The Northeast has been cold this past weekend; I shut the windows and put on the heat, remembering how much Bernie complained at how cool I kept the house. I finally let myself admit how much I need the physical presence of other people. Sure, I enjoy talking to folks on phone and by Zoom, reaching out to invisible ghosts in the digital world who mean so much to me. But I want to return to basics, and basics include physical warmth, physical touch.

I had no idea I’d be writing this this evening, the words just jumped onto the page all by themselves.

I haven’t checked physics lately, but my memory is that our molecules are formed by atoms which bond with other atoms through a constant exchange of electrons. The things we consider solid are not solid, they’re bonding and re-bonding all the time. We’re permeable; we permeate others, and they permeate us.

Bernie used to lead a meditation in this way:

“Pay attention to your inhale. Now pay attention to your exhale. Notice that whenever you inhale, you are inhaling the exhalations of everyone else. And when you exhale, it’s your exhalation that others are inhaling. The air you breathe is everyone’s air, and their air is yours. The air they breathe has already gone through your entire body and the air you breathe has gone through theirs.”

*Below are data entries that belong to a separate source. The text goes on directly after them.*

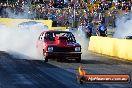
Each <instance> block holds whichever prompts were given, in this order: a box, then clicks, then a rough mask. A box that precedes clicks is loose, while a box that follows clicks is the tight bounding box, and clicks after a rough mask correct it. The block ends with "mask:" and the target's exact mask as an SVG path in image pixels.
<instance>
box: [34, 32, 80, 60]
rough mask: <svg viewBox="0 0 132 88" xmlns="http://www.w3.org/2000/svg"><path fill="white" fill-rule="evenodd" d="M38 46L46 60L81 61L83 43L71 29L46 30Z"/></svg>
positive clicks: (43, 57)
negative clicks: (50, 59) (82, 45)
mask: <svg viewBox="0 0 132 88" xmlns="http://www.w3.org/2000/svg"><path fill="white" fill-rule="evenodd" d="M36 47H37V48H38V50H39V51H40V53H41V55H43V58H44V61H45V62H47V61H48V59H57V61H63V60H66V59H75V60H76V61H77V62H80V61H81V54H82V53H81V45H80V44H79V43H77V42H76V40H75V37H74V35H73V34H72V33H71V32H69V31H52V30H49V31H44V32H42V33H41V34H40V36H39V38H38V40H37V45H36Z"/></svg>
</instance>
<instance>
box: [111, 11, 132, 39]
mask: <svg viewBox="0 0 132 88" xmlns="http://www.w3.org/2000/svg"><path fill="white" fill-rule="evenodd" d="M126 36H132V13H129V14H127V15H125V16H122V17H118V18H117V20H116V30H115V33H114V36H113V37H115V38H125V37H126Z"/></svg>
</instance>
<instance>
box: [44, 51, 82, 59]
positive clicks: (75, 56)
mask: <svg viewBox="0 0 132 88" xmlns="http://www.w3.org/2000/svg"><path fill="white" fill-rule="evenodd" d="M81 54H82V53H81V52H46V56H48V58H53V59H54V58H67V59H76V58H81Z"/></svg>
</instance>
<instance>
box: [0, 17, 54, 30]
mask: <svg viewBox="0 0 132 88" xmlns="http://www.w3.org/2000/svg"><path fill="white" fill-rule="evenodd" d="M29 21H35V22H40V23H43V24H44V25H47V26H48V28H49V29H50V28H51V27H52V20H30V19H11V18H0V24H1V25H5V26H8V27H16V26H18V24H20V23H23V22H29Z"/></svg>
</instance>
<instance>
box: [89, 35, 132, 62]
mask: <svg viewBox="0 0 132 88" xmlns="http://www.w3.org/2000/svg"><path fill="white" fill-rule="evenodd" d="M88 50H90V51H93V52H97V53H101V54H105V55H109V56H115V57H119V58H124V59H127V60H132V40H127V39H117V38H109V37H98V36H92V37H91V38H90V42H89V47H88Z"/></svg>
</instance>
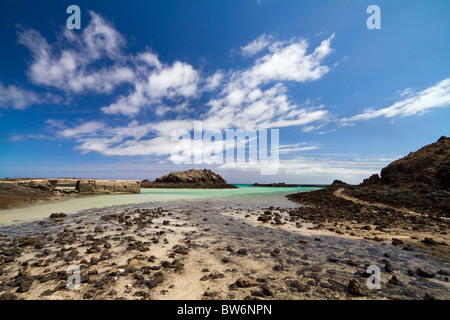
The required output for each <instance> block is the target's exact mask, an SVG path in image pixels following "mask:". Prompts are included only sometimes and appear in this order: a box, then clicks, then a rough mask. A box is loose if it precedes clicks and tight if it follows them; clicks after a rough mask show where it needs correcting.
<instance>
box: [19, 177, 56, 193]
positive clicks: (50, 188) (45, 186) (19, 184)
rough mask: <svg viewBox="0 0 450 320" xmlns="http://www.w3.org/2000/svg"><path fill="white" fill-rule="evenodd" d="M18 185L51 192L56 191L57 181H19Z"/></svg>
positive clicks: (30, 180)
mask: <svg viewBox="0 0 450 320" xmlns="http://www.w3.org/2000/svg"><path fill="white" fill-rule="evenodd" d="M16 183H17V184H18V185H21V186H25V187H30V188H34V189H40V190H49V191H52V190H54V189H55V187H56V180H49V179H36V180H22V181H17V182H16Z"/></svg>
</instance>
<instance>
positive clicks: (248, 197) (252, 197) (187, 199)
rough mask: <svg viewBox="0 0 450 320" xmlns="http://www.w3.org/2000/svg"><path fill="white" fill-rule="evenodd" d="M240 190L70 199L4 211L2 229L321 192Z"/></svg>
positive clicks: (277, 198)
mask: <svg viewBox="0 0 450 320" xmlns="http://www.w3.org/2000/svg"><path fill="white" fill-rule="evenodd" d="M236 186H237V187H238V188H237V189H144V188H143V189H141V193H140V194H117V195H94V196H73V197H71V196H68V197H65V198H62V199H59V200H56V201H51V202H43V203H39V204H34V205H29V206H25V207H19V208H12V209H5V210H0V226H8V225H12V224H17V223H23V222H29V221H33V220H40V219H44V218H48V217H49V216H50V214H52V213H54V212H64V213H65V214H68V215H69V214H75V213H80V212H82V211H84V210H90V209H95V208H98V209H100V208H104V207H111V206H127V205H134V204H143V203H148V205H149V206H151V207H158V206H162V205H163V204H164V203H167V202H170V201H188V202H189V201H214V202H223V203H224V205H238V204H243V205H244V204H248V205H257V206H275V207H276V206H287V207H297V206H299V204H297V203H295V202H292V201H289V200H288V199H287V198H286V195H288V194H291V193H295V192H307V191H312V190H317V189H319V188H314V187H311V188H306V187H290V188H276V187H253V186H251V185H242V184H240V185H236Z"/></svg>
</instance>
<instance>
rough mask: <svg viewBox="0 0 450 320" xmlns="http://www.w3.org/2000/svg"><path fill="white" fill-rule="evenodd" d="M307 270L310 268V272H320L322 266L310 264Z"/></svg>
mask: <svg viewBox="0 0 450 320" xmlns="http://www.w3.org/2000/svg"><path fill="white" fill-rule="evenodd" d="M309 270H311V271H312V272H320V271H322V268H321V267H319V266H311V267H309Z"/></svg>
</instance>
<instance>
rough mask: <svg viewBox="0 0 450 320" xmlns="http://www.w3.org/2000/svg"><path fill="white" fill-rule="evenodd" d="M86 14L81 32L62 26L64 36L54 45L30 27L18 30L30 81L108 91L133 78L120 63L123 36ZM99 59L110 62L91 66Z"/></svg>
mask: <svg viewBox="0 0 450 320" xmlns="http://www.w3.org/2000/svg"><path fill="white" fill-rule="evenodd" d="M89 14H90V16H91V20H90V22H89V24H88V25H87V26H86V28H84V29H83V31H82V33H81V35H77V34H76V33H75V32H73V31H69V30H68V29H67V28H65V30H64V33H63V35H64V37H60V38H59V39H58V40H57V41H56V42H55V43H54V44H49V43H48V42H47V40H46V39H45V38H44V37H42V35H41V34H40V33H39V32H38V31H36V30H33V29H25V30H20V31H19V32H18V37H19V43H20V44H22V45H24V46H25V47H27V48H28V49H29V50H30V51H31V54H32V58H33V60H32V63H31V64H30V66H29V70H28V75H29V77H30V79H31V80H32V81H33V83H35V84H37V85H44V86H49V87H54V88H57V89H60V90H63V91H67V92H75V93H81V92H84V91H95V92H101V93H109V92H111V91H112V90H113V89H114V88H115V87H116V86H118V85H120V84H123V83H129V82H132V81H133V79H134V73H133V70H132V69H131V68H129V67H126V66H124V65H121V63H120V62H121V61H123V60H124V59H125V57H124V56H123V55H122V52H121V51H122V48H123V47H124V45H125V40H124V38H123V37H122V36H121V35H120V33H119V32H117V31H116V30H115V29H114V27H113V26H112V25H111V24H109V23H108V22H106V21H105V20H104V19H103V18H102V17H100V16H99V15H97V14H96V13H94V12H92V11H90V12H89ZM100 59H109V61H110V62H112V65H109V66H104V67H101V68H97V67H95V62H96V61H98V60H100Z"/></svg>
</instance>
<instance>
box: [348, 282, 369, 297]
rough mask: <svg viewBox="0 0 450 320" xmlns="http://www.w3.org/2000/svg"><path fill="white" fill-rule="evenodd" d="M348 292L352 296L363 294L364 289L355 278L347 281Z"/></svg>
mask: <svg viewBox="0 0 450 320" xmlns="http://www.w3.org/2000/svg"><path fill="white" fill-rule="evenodd" d="M347 288H348V292H349V293H350V294H351V295H354V296H365V295H366V291H365V289H364V287H363V285H362V284H361V283H360V282H359V281H358V280H356V279H352V280H350V281H349V283H348V287H347Z"/></svg>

Even our breath isn’t strictly our own. It’s been all over the world and we give it back to the world.

I covered up our Kwan-yin with a blue tarp. It’s silly, she’s made of wood, she’s rotting already, but we were going to get lots of rain and I wanted to protect her from it while we clarify if she could still be stood up, and more important, if she can keep standing.

You can always stand somebody up for a moment or two, you can stand up yourself for a short while. But how many of us stand steadily and reliably day after day? Of course, like her, we’ll fall back at some point, she’s old, she has a right to rest. But how I miss that gaze from afar!

I used to enjoy touching her, feeling the crevices and cracks, feeling how used she was. Our bodies, too, get used up. They’re tired from the daily grind of muscle and bone, the work of holding us up as we go about our business. Again, I often think of how Bernie had to put heavy black shoes on in order to walk to the bathroom in the middle of the night. He couldn’t go barefoot, he couldn’t put on slippers or sandals even on the hottest summer nights because his right foot didn’t work, he could only rely on those black, heavy shoes to keep him up. I’d hear him sigh a little as he sat up in bed in the darkness and bend down to put those shoes on to carry that fragile body.

We don’t find bodies that need to be held up attractive; it’s not what movies or TV show us. But, like Kwan-yin, we all need to be held up somehow. Some things, some people, hold us up. When they’re no longer there we realize they’ve always held us up, we were never alone, we were never really that independent, we depended on so many things, including on a warm body getting weaker and more fragile, an arm that lost its way trying to finding you.